The reason for electricity mains operating at a dangerously high voltage is that it reduces the current flowing through the wiring which therefore reduces voltage drops and wasted energy due to heat dissipation in the wiring.
IMHO the best way to maximise power efficiency is to use a decent quality switching power supply, either a wall wart or built in, which is correctly matched to the requirements of the equipment. I think manufacturers are getting better at this, for example my Virgin Media "Superhub" which is supplied with what appears to be a decent quality switching supply so both the hub and the wall wart are only slightly warm to the touch, certainly not hot.

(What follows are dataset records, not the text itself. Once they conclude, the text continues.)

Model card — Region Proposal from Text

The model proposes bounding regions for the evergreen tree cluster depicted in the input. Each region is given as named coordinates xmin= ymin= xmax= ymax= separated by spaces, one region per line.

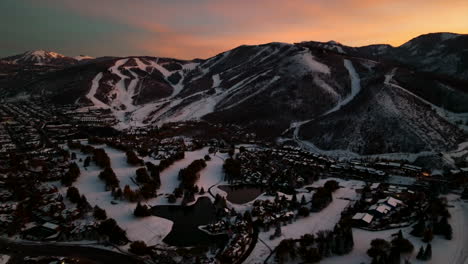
xmin=411 ymin=198 xmax=453 ymax=243
xmin=125 ymin=150 xmax=144 ymax=166
xmin=223 ymin=158 xmax=241 ymax=182
xmin=416 ymin=244 xmax=432 ymax=260
xmin=158 ymin=151 xmax=185 ymax=172
xmin=93 ymin=148 xmax=111 ymax=168
xmin=146 ymin=162 xmax=162 ymax=189
xmin=66 ymin=186 xmax=91 ymax=211
xmin=367 ymin=230 xmax=414 ymax=264
xmin=312 ymin=180 xmax=339 ymax=212
xmin=61 ymin=162 xmax=81 ymax=186
xmin=275 ymin=221 xmax=354 ymax=263
xmin=83 ymin=156 xmax=91 ymax=168
xmin=93 ymin=205 xmax=107 ymax=220
xmin=136 ymin=167 xmax=161 ymax=199
xmin=98 ymin=218 xmax=128 ymax=245
xmin=133 ymin=202 xmax=151 ymax=217
xmin=178 ymin=159 xmax=206 ymax=190
xmin=98 ymin=167 xmax=120 ymax=189
xmin=130 ymin=241 xmax=148 ymax=256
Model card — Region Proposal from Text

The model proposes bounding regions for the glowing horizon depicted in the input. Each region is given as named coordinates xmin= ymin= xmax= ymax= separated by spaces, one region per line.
xmin=0 ymin=0 xmax=468 ymax=59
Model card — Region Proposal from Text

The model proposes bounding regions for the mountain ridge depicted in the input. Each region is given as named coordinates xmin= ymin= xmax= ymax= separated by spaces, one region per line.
xmin=0 ymin=33 xmax=468 ymax=157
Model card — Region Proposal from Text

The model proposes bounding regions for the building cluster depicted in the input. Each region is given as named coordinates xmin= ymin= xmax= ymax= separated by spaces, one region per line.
xmin=352 ymin=183 xmax=428 ymax=230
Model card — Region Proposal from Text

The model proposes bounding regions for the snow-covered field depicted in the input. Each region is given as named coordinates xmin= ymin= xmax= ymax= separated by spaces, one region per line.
xmin=245 ymin=178 xmax=364 ymax=263
xmin=0 ymin=255 xmax=10 ymax=264
xmin=69 ymin=145 xmax=227 ymax=245
xmin=320 ymin=195 xmax=468 ymax=264
xmin=68 ymin=144 xmax=172 ymax=245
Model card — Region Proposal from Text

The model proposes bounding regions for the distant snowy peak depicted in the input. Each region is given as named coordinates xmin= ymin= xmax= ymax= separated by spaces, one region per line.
xmin=4 ymin=50 xmax=77 ymax=65
xmin=400 ymin=32 xmax=463 ymax=49
xmin=73 ymin=55 xmax=95 ymax=61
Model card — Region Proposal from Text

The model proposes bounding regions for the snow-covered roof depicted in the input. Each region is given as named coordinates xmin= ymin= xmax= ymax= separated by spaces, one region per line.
xmin=353 ymin=213 xmax=374 ymax=224
xmin=369 ymin=204 xmax=392 ymax=214
xmin=42 ymin=222 xmax=59 ymax=230
xmin=378 ymin=196 xmax=403 ymax=207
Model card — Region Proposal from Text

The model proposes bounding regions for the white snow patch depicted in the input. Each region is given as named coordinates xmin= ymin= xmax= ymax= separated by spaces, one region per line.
xmin=86 ymin=72 xmax=109 ymax=108
xmin=73 ymin=55 xmax=95 ymax=61
xmin=74 ymin=146 xmax=172 ymax=245
xmin=323 ymin=60 xmax=361 ymax=116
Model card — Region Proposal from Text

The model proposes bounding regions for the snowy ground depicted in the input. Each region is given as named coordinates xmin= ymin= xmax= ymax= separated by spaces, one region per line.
xmin=68 ymin=145 xmax=227 ymax=245
xmin=69 ymin=144 xmax=172 ymax=245
xmin=320 ymin=195 xmax=468 ymax=264
xmin=245 ymin=178 xmax=364 ymax=263
xmin=0 ymin=255 xmax=10 ymax=264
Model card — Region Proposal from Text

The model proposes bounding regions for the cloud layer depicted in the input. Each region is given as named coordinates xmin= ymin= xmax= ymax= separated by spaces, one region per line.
xmin=0 ymin=0 xmax=468 ymax=59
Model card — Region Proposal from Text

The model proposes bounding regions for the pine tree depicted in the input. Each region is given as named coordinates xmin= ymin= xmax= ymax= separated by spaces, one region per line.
xmin=423 ymin=228 xmax=434 ymax=243
xmin=416 ymin=246 xmax=424 ymax=260
xmin=411 ymin=218 xmax=426 ymax=237
xmin=301 ymin=195 xmax=307 ymax=205
xmin=93 ymin=205 xmax=107 ymax=220
xmin=444 ymin=223 xmax=453 ymax=240
xmin=424 ymin=243 xmax=432 ymax=260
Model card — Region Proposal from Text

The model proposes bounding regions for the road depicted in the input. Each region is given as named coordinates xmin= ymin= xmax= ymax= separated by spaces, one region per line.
xmin=0 ymin=239 xmax=143 ymax=264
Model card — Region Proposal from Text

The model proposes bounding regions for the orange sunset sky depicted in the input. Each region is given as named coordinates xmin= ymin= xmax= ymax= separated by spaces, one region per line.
xmin=0 ymin=0 xmax=468 ymax=59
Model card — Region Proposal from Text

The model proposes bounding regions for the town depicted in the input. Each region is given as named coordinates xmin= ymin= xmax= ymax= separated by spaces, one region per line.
xmin=0 ymin=99 xmax=468 ymax=263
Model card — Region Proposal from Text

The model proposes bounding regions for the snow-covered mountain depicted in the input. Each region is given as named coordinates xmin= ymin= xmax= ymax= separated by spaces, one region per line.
xmin=0 ymin=34 xmax=468 ymax=157
xmin=2 ymin=50 xmax=77 ymax=66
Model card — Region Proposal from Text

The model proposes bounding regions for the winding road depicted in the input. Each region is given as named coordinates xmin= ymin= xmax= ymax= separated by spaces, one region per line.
xmin=0 ymin=239 xmax=143 ymax=264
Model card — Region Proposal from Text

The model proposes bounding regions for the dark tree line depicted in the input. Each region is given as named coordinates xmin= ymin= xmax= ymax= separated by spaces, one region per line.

I recall purchasing, something like 10 years ago, a small 5 port Ethernet switch which was supplied with the usual cheap wall wart with a simple transformer and rectifier inside. Both the switch and the wall wart ran uncomfortably hot with, I assume, a linear voltage regulator inside the switch which would have slowly roasted itself to death sometime after the warranty period expired. Not satisfied, I tried powering the switch with a laboratory supply which I adjusted to the minimum voltage required for the switch to operate reliably. Then I purchased from CPC a decent quality switch mode wall wart of the same voltage, which I think cost me several quid more than the switch did, and the switch has been running with no problems, just a little warm, ever since. Having used a plug in power meter on both wall warts I reckoned that the switch mode unit paid for itself in two years and the switch has lasted several times longer than I would have expected it to with he cheap over voltage supply. WIN-WIN!